確かに「プロムナード」と題されたM3の立役者、相川・寺西両氏のインタビューからは、音を使った自由な表現の場というM3のポリシーははっきり伝わってきます。しかしながら、このポリシーは同人音楽全体を通底するとは思えません。個人的には同人ショップや同人イベントには、ある種の近寄りがたさがあり、その(ある意味での)「閉鎖性」こそが同人音楽の特殊性や魅力を作っているようにも感じます。また「インターネット」が「排他性のなさ」として特徴付けられていますが、都内のアマチュア/インディーバンドの調査をしている身としては、ミュージシャンたちの間にある「デジタルデバイド」はかなり大きいように思えます。

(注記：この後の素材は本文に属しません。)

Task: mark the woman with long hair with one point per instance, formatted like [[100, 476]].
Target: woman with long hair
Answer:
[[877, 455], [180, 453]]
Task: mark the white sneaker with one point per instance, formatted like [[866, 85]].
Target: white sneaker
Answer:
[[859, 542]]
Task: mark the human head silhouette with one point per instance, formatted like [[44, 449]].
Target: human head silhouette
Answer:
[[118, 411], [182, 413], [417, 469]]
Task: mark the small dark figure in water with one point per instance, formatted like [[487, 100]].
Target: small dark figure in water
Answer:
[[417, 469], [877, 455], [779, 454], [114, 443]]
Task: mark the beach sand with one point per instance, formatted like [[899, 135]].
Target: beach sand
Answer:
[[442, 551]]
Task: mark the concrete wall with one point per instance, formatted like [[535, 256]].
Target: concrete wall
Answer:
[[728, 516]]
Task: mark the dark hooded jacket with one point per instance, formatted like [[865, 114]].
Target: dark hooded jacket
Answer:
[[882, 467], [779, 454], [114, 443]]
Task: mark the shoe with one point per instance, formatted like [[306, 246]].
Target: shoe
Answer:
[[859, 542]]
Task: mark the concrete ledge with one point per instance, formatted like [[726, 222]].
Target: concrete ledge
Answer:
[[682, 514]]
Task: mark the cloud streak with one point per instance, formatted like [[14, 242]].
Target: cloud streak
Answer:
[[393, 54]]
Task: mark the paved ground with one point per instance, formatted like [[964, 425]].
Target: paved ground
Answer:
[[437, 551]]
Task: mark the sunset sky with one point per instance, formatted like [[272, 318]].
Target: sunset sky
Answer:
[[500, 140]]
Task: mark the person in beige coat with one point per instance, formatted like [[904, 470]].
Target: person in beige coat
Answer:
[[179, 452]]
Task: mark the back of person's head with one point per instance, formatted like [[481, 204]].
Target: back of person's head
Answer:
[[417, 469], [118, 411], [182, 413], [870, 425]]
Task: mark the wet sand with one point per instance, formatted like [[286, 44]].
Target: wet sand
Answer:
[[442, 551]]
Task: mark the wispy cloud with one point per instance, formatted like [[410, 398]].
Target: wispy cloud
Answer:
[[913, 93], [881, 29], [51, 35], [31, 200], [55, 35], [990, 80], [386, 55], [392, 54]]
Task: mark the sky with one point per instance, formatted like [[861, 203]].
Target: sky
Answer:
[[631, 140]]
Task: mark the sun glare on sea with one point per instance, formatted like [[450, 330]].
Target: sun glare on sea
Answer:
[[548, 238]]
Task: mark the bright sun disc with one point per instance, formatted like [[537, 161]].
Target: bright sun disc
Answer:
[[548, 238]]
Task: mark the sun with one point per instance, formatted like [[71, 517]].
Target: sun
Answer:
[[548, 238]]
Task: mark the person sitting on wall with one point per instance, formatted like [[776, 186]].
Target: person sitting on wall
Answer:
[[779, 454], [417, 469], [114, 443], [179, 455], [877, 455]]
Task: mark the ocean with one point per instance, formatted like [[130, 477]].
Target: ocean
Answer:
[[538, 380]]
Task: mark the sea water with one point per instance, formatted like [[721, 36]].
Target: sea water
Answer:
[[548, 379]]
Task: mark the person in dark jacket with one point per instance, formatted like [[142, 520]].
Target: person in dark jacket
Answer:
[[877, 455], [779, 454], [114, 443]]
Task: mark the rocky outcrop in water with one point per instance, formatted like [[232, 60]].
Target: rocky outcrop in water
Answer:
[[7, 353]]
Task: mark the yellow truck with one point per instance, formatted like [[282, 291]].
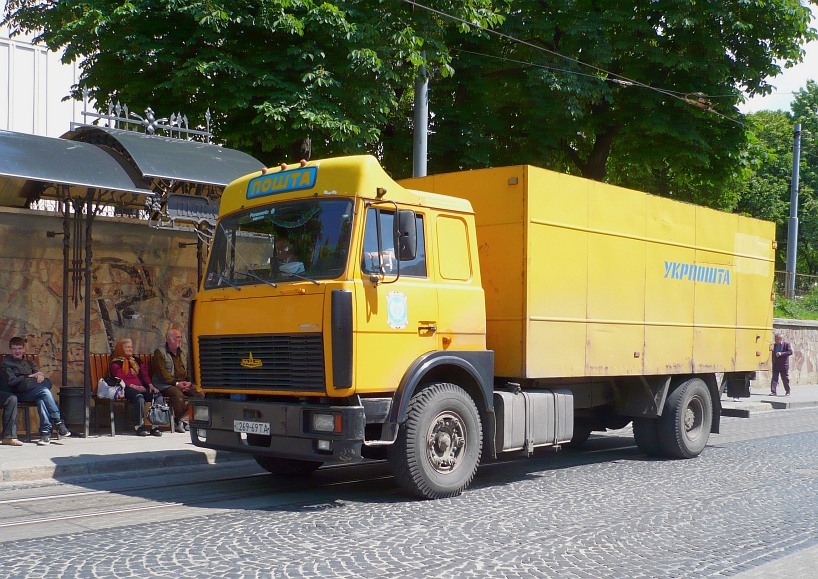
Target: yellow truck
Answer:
[[443, 320]]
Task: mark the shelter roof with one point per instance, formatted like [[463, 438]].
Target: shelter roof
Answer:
[[171, 158], [29, 162]]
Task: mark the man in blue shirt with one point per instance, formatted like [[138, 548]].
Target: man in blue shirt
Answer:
[[28, 384]]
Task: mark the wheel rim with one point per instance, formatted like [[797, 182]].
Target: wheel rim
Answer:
[[446, 442], [694, 418]]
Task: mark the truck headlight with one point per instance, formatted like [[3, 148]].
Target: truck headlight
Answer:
[[201, 413], [326, 422]]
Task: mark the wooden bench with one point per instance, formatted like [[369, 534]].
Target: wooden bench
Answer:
[[101, 368], [26, 406]]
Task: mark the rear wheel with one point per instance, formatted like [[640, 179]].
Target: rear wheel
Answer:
[[684, 426], [438, 447], [646, 435], [287, 467]]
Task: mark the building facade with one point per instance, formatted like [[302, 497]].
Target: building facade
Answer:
[[33, 84]]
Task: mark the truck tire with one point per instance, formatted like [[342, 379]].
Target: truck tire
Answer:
[[287, 467], [438, 447], [646, 435], [684, 426]]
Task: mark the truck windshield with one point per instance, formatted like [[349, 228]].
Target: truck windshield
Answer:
[[286, 241]]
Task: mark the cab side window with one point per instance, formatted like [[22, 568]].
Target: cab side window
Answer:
[[371, 262]]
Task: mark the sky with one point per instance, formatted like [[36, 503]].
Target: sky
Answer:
[[789, 81]]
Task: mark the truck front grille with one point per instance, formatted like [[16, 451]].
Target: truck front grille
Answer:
[[293, 362]]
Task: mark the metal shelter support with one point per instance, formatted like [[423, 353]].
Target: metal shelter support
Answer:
[[177, 181]]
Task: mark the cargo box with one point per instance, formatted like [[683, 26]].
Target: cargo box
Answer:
[[586, 279]]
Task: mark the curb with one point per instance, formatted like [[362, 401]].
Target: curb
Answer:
[[59, 468], [792, 404]]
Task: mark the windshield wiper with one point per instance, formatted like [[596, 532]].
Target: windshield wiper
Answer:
[[259, 278], [299, 276], [228, 282]]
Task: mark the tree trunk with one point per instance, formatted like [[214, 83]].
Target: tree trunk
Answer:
[[595, 165]]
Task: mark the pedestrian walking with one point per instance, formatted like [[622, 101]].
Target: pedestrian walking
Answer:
[[781, 365]]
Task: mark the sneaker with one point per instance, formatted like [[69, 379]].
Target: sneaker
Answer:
[[63, 429]]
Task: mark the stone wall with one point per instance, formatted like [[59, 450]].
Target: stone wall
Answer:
[[803, 336], [141, 285]]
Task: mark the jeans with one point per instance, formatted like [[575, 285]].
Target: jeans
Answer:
[[46, 405], [9, 404]]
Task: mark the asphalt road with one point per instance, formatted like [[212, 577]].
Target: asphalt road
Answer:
[[747, 507]]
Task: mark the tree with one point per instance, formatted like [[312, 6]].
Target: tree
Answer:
[[278, 74], [764, 187], [513, 103]]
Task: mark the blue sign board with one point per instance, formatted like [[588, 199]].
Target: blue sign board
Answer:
[[281, 182]]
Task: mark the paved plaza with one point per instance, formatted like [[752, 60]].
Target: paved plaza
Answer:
[[746, 508]]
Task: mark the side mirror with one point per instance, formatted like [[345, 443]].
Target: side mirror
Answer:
[[406, 235]]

総じて、調査の中心となったM3の考え方などに論点が引っ張られすぎているように思えるところがあります。逆に言えば、M3の立役者たちのインタビューは本書の最大の魅力であるとともに、彼らが現在の同人音楽に多少なりとも距離を置いていることが分かったのが大きな収穫でした。特に寺西氏のインタビューは、彼がかなり明確なビジョンのもとにM3というイベントを築いてきたことがわかり非常に面白かったです。

寺西氏
ただ、先に言ったようなサークルの数的な増加も確かにあるんですか、1998年のM3の立ち上げに際しては、音系同人活動を「理論武装」する、という目的もありました。ちょうどコミケットが同人誌に対してその役割を担ってきたように、です。コミケットという場所は、ちゃんと秩序があるし決して無法地帯ではないんだけど、それでもスレスレの表現がグレーゾーンとして生き残れる場所であると、僕の目には映っていました。でも、組織としてある程度まとまっていないと、そうしたグレーゾーン上のサークルは各個破壊されてしまうわけです。
(159)

理論武装」という言葉やその後のインタビューで出てくるフランスのパロディー法やプラーゲ旋風JASRACの話題から察せるとおり、寺西氏のビジョンやポリシーは非常に志が高く、感動的ですらありました。
他にも様々な論点があり、ここでは論じ切れないです。よかったら井手口さんの著書、または『ミュージック・マガジン』の私の書評などを読んでいただけたらとおもいます。